Il Bar dei Quattro Venti


«Facciamo una passeggiata
Laggiù, sulla spiaggia
so che presto ti sposerai
e desideri sapere da dove vengono i venti»

Hanno aperto il Bar dei Quattro Venti. Ci servono cianuro in vasche da litri, e si paga solo con il sangue. Nikky ha il suo sgabello, bordato di rosso, si appoggia al banco e finge di avere l'aria di un uomo vissuto. Tutta finzione, nei suoi occhi si vede la fragilità di chi si sente solo, senza autostima, e sconfitto dal passato. La barista non lo chiama ancora per nome, ma quando lo vede sa che potrà guadagnarci. Nikky di sangue ne ha molto; beve “dic'otto lune”, e poi versa la sua emoglobina, pagando sino all'ultima goccia.

Ma accanto a lui non c'è mai nessuno che possa capirlo. Nikky vorrebbe solo essere abbracciato, lasciare che il tempo si fermi, divenga tutto buio. Vorrebbe tornare d'improvviso bambino, fingendo che non sia successo mai nulla. Vorrebbe sentirsi stordito ma soccorso, e chi se ne importa dei litigi, degli errori, delle parole e della gelosia; ogni tanto bisognerebbe solo smettere di parlare, e trasformare ogni sillaba in una nota. Se tutti diventassimo una canzone, pensa Nikky, ci si potrebbe mescolare in un concerto, e superare tutte le limitazioni di una vita piatta, che ferma i battiti del cuore per lasciare troppo spazio ai limiti della mente. Nikky si uccide di alcool perché ha troppo amore da dare, vorrebbe solo qualcuno pronto a raccoglierlo. Solo?

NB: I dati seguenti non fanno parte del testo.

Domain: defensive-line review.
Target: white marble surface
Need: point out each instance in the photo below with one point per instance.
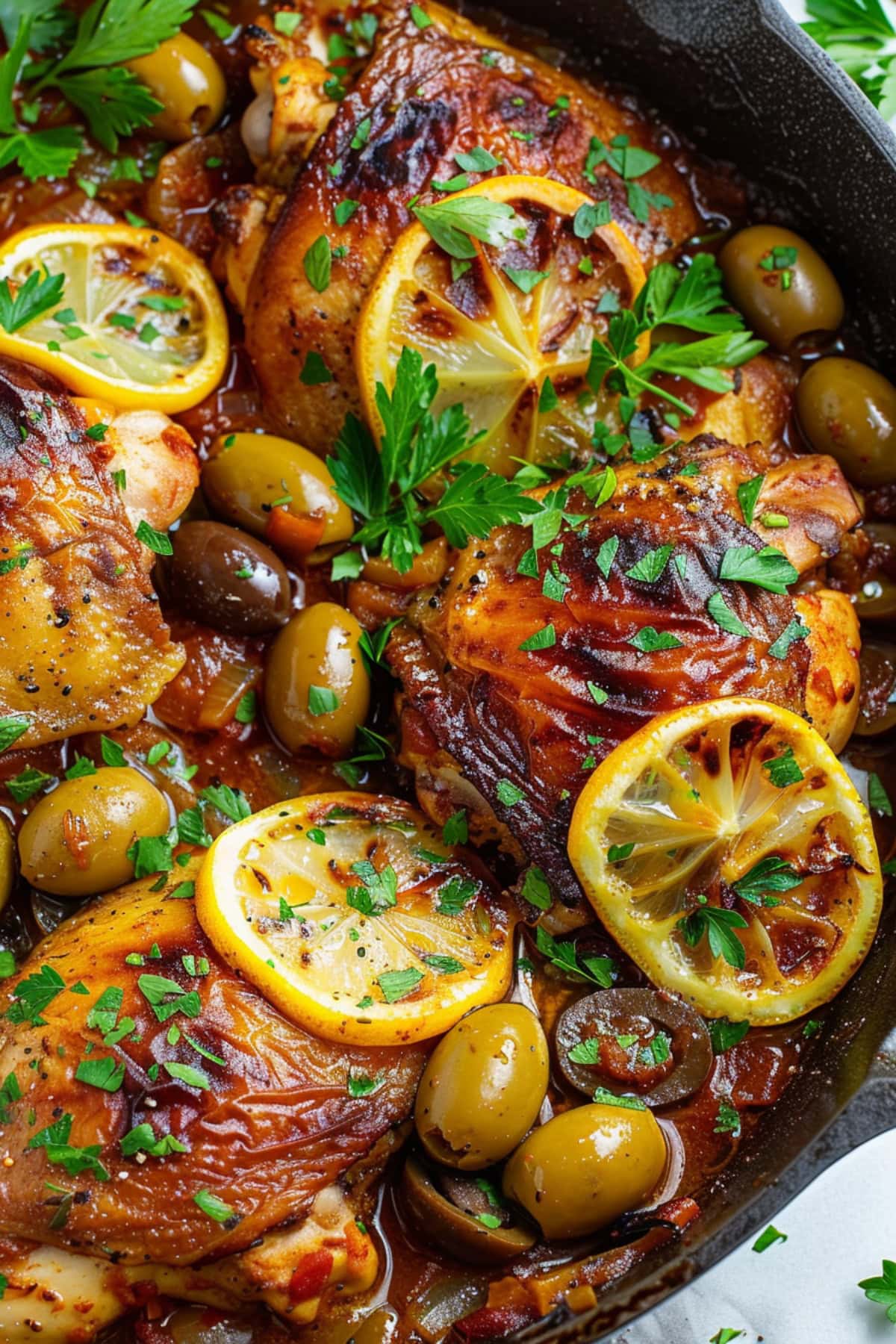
(801, 1290)
(839, 1230)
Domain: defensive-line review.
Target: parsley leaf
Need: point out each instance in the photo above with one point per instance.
(768, 569)
(454, 222)
(883, 1289)
(718, 927)
(783, 769)
(34, 297)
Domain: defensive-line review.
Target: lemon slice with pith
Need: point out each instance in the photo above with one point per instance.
(511, 329)
(140, 322)
(349, 913)
(727, 851)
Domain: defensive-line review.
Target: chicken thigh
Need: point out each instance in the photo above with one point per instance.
(481, 710)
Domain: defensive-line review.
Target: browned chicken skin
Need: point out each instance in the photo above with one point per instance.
(428, 96)
(529, 717)
(82, 641)
(274, 1128)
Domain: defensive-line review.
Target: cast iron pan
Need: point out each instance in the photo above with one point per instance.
(743, 82)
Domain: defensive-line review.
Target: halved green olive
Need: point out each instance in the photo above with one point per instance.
(849, 410)
(586, 1167)
(635, 1041)
(461, 1216)
(482, 1088)
(877, 695)
(781, 284)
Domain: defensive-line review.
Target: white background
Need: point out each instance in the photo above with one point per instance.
(839, 1230)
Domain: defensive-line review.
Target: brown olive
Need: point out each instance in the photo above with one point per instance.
(876, 600)
(588, 1167)
(877, 712)
(317, 690)
(227, 579)
(260, 480)
(635, 1041)
(461, 1216)
(781, 284)
(190, 85)
(75, 840)
(482, 1088)
(849, 410)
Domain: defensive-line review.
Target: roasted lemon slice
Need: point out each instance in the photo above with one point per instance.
(509, 329)
(729, 853)
(140, 322)
(351, 915)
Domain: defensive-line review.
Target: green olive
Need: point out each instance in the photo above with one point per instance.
(781, 285)
(250, 475)
(188, 84)
(482, 1088)
(7, 863)
(317, 691)
(75, 840)
(849, 410)
(586, 1169)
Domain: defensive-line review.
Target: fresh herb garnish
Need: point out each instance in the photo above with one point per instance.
(768, 1238)
(383, 487)
(566, 957)
(718, 927)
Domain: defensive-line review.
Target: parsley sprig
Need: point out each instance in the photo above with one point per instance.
(860, 37)
(383, 488)
(87, 66)
(694, 302)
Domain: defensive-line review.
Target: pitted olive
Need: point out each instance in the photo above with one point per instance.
(635, 1041)
(482, 1088)
(226, 578)
(781, 284)
(252, 476)
(190, 85)
(317, 690)
(74, 841)
(586, 1169)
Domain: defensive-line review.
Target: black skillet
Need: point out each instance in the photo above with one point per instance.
(742, 81)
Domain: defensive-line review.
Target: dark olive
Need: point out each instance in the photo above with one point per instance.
(876, 600)
(877, 697)
(460, 1216)
(227, 579)
(640, 1042)
(781, 285)
(849, 410)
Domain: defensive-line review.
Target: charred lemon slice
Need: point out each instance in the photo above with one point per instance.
(727, 851)
(511, 329)
(140, 322)
(351, 915)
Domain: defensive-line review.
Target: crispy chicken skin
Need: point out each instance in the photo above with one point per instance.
(82, 643)
(529, 717)
(429, 96)
(274, 1128)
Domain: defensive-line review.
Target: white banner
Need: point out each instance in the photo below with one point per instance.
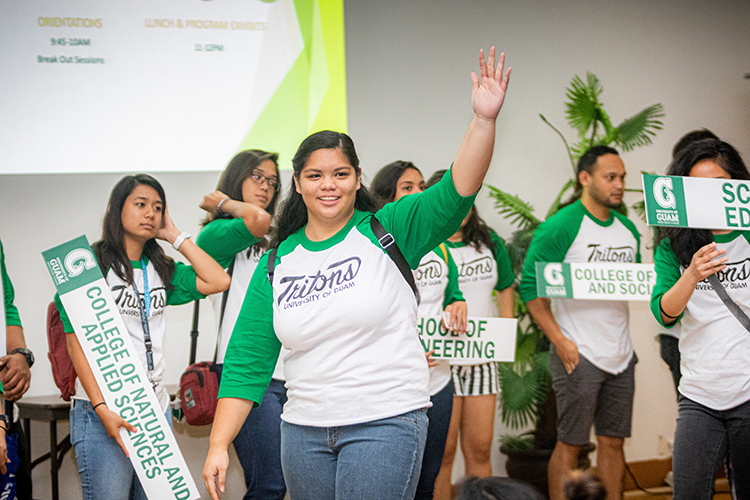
(486, 339)
(119, 373)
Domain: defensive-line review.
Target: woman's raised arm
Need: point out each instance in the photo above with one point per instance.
(211, 278)
(487, 96)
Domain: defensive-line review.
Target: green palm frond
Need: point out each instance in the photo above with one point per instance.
(512, 207)
(520, 395)
(638, 130)
(558, 201)
(583, 107)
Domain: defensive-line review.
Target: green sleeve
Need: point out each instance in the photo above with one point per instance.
(9, 294)
(253, 348)
(551, 242)
(452, 292)
(634, 231)
(67, 327)
(222, 239)
(184, 287)
(420, 222)
(667, 269)
(505, 276)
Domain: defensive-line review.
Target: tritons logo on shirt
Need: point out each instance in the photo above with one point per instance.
(602, 253)
(734, 276)
(307, 288)
(127, 301)
(475, 268)
(429, 271)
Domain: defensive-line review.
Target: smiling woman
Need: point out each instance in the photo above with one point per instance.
(357, 376)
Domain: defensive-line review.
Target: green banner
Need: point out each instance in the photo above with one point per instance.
(118, 371)
(697, 202)
(595, 281)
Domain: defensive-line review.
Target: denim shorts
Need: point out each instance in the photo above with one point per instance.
(377, 460)
(590, 396)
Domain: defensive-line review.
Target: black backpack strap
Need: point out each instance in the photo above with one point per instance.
(731, 305)
(389, 245)
(272, 263)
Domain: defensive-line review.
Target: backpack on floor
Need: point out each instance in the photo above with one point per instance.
(62, 366)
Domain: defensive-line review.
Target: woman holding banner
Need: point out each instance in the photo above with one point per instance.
(143, 280)
(437, 280)
(355, 424)
(235, 233)
(485, 274)
(691, 266)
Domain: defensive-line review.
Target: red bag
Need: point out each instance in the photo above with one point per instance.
(199, 392)
(62, 366)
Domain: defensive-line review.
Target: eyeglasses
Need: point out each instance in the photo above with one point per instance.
(259, 178)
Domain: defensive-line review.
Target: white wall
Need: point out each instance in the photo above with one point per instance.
(408, 83)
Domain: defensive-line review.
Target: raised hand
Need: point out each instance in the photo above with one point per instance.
(488, 90)
(211, 202)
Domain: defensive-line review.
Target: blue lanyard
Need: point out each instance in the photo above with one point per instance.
(144, 308)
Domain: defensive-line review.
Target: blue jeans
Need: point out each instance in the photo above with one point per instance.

Quando Nikky siede sul suo sgabello al Bar dei Quattro Venti, quando diviene una cosa sola col legno e la sua umidità, ciò che lo circonda è solo uno sfondo. Vede gente impolverata che corre, gli sembra che siano tutti coperti di ragnatele. In quelle occasioni il bisogno di Mary esplode; la mente inizia a pensare a lei, le narici a cercare il suo profumo, le labbra a cercare il suo contorno da assaggiare. E il resto del corpo, ogni singola parte, cerca quei brividi di un tempo. Sensazioni che ora sono immaginazione. In quei casi tutto sfuma, e lui non riesce a smettere di cercarla.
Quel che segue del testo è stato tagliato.